You want a heritage catastrophe? At the very moment the Baghdad Museum was being non-sacked, workers at the University of Toronto threw out 280 boxes of colonial and Indian artefacts dating back to the 15th century. What’s left of them is now deep in a landfill in Michigan. I’m a Torontonian, so that’s my heritage in there. Any takers? I thought not. Harder to pin on Bush and Blair.
Interestingly, Toronto is not only more culturally desecrated than Iraq; it’s also more diseased. There have been 238 cases of Sars in Toronto, with 32 deaths. There have been 66 cases of cholera in Basra, with three deaths. Basra public health officials, assuming there are any, are doing a much better job of controlling cholera than Toronto public health officials are of controlling Sars.
The Ontario health guys, who sound more like a gung-ho Chamber of Commerce, keep announcing they’ve got Sars licked and then it goes and infects a big bunch of new hospital patients. And meanwhile the Canadian media keep raving about what a great job the Toronto healthcare folks are doing, and then return to ululating about the massive humanitarian catastrophe about to engulf Iraq.
Heh. You don’t see that many ululating Canadians these days.
UPDATE: David Appell says that Steyn understates the problems in Iraq, though Appell’s lack of comparative data weakens his case. (So does his claim that the Toronto lost-antiquities matter was different because it was “an accident” — surely he’s not buying the bogus conspiracy theories that the United States deliberately allowed looting for the benefit of shadowy American art dealers?) Meanwhile, however, archaeologists are beginning to face up to the fact that they blew their credibility on the looting episode, as this post notes:
The academic world blew it in response to the looting in Iraq. Too many people cried wolf too soon and they have seriously undermined our credibility with the outside world. A case in point (one that could be multiplied) is the ASOR (American Schools of Oriental Research) Statement on Baghdad Museum, 4/16/03.

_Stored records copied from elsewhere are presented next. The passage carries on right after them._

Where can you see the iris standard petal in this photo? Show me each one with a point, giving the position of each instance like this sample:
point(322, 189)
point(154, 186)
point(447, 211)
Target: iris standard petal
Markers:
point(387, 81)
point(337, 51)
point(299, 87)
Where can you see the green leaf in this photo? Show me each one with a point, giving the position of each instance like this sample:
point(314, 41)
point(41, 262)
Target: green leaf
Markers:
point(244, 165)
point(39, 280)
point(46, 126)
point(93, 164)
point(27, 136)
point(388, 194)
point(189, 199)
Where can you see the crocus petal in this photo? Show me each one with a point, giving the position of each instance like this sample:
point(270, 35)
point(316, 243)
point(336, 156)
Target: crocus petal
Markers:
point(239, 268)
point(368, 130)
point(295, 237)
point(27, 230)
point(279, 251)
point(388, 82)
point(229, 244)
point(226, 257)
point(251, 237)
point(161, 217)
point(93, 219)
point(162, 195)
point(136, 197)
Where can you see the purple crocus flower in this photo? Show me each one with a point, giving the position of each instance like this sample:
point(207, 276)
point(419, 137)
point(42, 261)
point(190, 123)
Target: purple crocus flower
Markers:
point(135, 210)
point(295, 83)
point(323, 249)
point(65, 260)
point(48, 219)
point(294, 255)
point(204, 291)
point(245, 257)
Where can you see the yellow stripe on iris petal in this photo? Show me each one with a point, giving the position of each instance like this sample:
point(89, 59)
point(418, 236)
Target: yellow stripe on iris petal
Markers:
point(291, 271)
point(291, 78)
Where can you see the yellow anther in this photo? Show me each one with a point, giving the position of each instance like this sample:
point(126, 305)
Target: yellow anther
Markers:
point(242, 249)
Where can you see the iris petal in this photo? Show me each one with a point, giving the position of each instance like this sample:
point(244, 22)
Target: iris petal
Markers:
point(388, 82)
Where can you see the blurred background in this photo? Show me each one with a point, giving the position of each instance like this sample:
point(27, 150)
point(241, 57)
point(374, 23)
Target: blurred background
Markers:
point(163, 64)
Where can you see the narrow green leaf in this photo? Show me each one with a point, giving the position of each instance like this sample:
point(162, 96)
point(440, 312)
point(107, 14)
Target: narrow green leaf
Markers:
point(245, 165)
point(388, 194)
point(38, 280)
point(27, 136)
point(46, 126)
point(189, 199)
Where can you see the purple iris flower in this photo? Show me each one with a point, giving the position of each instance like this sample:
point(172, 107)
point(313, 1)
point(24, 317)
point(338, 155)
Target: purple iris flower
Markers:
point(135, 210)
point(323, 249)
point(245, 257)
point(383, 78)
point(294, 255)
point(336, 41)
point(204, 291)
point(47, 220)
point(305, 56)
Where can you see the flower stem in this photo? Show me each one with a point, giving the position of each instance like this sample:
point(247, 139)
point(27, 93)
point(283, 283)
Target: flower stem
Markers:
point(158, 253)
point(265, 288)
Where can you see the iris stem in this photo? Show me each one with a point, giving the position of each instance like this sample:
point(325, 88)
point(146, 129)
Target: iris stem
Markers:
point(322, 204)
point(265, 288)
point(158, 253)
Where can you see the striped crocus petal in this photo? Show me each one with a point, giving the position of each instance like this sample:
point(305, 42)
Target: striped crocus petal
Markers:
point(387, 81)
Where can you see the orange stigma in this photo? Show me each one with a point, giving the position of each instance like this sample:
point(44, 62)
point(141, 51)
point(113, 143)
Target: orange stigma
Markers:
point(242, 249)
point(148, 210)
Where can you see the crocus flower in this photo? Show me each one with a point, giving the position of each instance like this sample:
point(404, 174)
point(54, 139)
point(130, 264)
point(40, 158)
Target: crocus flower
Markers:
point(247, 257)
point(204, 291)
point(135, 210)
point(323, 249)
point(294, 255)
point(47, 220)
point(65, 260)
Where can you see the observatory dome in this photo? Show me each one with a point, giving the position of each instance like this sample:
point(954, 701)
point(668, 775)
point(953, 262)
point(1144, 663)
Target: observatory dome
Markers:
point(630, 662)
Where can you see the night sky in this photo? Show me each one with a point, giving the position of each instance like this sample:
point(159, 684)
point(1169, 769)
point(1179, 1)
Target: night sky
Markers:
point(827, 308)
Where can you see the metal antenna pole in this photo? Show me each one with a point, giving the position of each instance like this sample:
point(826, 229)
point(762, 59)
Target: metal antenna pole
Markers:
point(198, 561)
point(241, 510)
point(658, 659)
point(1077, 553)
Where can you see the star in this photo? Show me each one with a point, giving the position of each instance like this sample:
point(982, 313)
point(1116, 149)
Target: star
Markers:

The statement in question (linked and quoted in the original) compares the looting in Baghdad to the sack of Constantinople, the burning of the
Alexandrian library, etc., etc. More:
This is a terrible tragedy, but a Mogul invasion it is not, and exaggerating its scale like this can lead to no good. There were hints days before this statement – indeed on the very day the looting was announced – that the scale of the looting might be less than the initial reports, but this information is ignored. The invoking of Alexandria, Constantinople, etc. is not only overblown, it compares like with unlike in that these other lootings were by the invaders whereas it was the people being invaded who carried out the looting in Iraq.
The academic community — antiwar all along, and a bit too obviously looking for a way to make Bush and the war look bad — shot itself in the foot, and will command much less respect on such topics in the future.
ANOTHER UPDATE: A reader sends this link to an article in Archaeology magazine written before the war, about archaeological treasures being moved out of the Baghdad museum in preparation for war. He notes: “The academic community knew before the war of these plans. Why did they ignore what they already knew?”
Because the pleasure of bashing the Administration was irresistible. You should also read this column by Charles Krauthammer, who flat-out calls Donny George a liar:
George saw the story of the stolen 170,000 museum pieces go around the world and said nothing — indeed, two weeks later, he was in London calling the looting “the crime of the century.” Why? Because George and the other museum officials who wept on camera were Baath Party appointees, and the media, Western and Arab, desperate to highlight the dark side of the liberation of Iraq, bought their deceptions without an ounce of skepticism.
Of course they did.
MORE: Cronaca comments: “if you recall the original folk tale, crying wolf carries a rather steep price once the wolf finally arrives.” Indeed.